3.3. ENSO Event Prediction and Analysis
To further validate the prediction effectiveness of the STL-TCN model for ENSO events, the model was used to predict ENSO events in 1998/1999, 2009/2010, 2018/2019, and 2020/2021. As can be seen in
Figure 8 the STL-TCN model more accurately predicts ENSO events of significant scale in 1997/1998, and ENSO events of moderate scale in 2018/2019 and 2020/2021. In all three events, the model can better simulate the development process, intensity and duration of the events, proving its strength in capturing the dynamic characteristics of ENSO. For the 2009/2010 ENSO event, the STL-TCN model performs better in predicting the peak of the El Niño event; however, the prediction decreases in the subsequent La Niña phase.

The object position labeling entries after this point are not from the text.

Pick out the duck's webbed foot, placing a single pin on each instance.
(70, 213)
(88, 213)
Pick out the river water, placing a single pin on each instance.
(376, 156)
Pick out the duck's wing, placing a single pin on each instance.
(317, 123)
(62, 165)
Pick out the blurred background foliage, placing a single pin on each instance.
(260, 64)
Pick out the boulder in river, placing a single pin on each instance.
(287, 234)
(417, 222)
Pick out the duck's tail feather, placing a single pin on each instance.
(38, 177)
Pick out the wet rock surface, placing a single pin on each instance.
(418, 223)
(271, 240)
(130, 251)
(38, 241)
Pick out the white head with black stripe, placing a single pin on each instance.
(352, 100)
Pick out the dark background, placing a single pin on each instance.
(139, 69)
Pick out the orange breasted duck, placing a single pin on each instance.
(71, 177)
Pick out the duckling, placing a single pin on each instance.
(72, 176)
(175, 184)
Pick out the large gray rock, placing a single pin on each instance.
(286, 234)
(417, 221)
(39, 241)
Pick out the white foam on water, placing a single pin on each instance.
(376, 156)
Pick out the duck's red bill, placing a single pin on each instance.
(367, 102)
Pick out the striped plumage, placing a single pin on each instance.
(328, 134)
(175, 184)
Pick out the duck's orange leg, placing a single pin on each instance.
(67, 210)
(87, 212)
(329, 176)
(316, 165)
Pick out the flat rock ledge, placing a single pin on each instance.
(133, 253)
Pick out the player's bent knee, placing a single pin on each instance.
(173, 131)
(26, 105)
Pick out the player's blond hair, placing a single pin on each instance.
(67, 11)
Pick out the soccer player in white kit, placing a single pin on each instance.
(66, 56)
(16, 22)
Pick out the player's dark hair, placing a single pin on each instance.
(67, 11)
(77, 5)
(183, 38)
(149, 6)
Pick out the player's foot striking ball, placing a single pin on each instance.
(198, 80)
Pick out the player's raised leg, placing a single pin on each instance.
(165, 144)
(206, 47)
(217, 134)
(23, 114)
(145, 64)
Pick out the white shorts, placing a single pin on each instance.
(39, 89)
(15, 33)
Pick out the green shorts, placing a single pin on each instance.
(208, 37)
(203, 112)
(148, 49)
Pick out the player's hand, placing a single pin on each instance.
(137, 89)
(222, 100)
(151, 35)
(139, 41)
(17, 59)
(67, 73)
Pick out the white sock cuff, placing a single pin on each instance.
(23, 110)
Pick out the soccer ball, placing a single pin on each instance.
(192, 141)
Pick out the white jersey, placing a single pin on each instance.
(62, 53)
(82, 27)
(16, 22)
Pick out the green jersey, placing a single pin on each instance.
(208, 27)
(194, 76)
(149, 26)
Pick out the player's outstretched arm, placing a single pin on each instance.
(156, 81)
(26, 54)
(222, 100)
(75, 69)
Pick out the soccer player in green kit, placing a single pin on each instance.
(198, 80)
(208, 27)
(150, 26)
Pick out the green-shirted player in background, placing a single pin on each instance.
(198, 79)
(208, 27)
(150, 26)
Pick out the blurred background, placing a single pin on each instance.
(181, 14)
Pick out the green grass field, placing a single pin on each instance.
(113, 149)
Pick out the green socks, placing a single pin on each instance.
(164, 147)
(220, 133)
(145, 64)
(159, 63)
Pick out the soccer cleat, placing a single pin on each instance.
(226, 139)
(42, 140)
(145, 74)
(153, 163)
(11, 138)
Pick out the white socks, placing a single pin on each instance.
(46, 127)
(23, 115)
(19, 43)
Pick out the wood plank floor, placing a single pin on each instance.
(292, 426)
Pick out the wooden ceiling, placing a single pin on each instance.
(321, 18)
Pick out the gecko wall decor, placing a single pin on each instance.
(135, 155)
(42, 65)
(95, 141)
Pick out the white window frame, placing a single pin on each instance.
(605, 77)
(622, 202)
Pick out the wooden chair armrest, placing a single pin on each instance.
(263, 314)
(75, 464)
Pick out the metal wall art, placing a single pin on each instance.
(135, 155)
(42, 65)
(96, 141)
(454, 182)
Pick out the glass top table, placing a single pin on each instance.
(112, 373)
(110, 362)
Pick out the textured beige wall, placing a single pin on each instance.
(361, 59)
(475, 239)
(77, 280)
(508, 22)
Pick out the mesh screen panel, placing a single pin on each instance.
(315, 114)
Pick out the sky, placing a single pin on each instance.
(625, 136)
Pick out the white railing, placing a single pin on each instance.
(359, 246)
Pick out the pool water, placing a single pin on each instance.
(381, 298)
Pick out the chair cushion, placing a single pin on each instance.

The model fails to accurately simulate the development of the La Niña event after 14 months, showing a trend opposite to the actual situation. In summary, the STL-TCN model shows better results in predicting ENSO events of different intensities, especially in capturing event trends and peak intensities, and provides an effective tool for ENSO event studies.
4. Conclusions
This paper presents a novel hybrid model that combines the STL decomposition algorithm and the TCN model for Niño 3.4 index prediction. Taking RMSE, MAE, and R as the evaluation indicators of prediction accuracy, through experimental verification and comparative analysis, the following conclusions are drawn:
Combining the STL time series decomposition method and the TCN model, the cumulative error of long time series forecasting can be significantly reduced, and the forecasting accuracy can be greatly improved at the same time.
Compared with the popular LSTM, the STL-TCN model performs better and has better prediction results.
The STL-TCN model can effectively forecast the ENSO events in 1998/1999, 2009/2010, 2018/2019 and 2020/2021, and the prediction results of these events can fit the fluctuations and trends of their changes well.
In this study, the Niño 3.4 index was selected as the object for time series prediction, but ENSO also contains other indices. Therefore, applying model migration learning to other relevant ENSO indices for prediction can be considered in the future.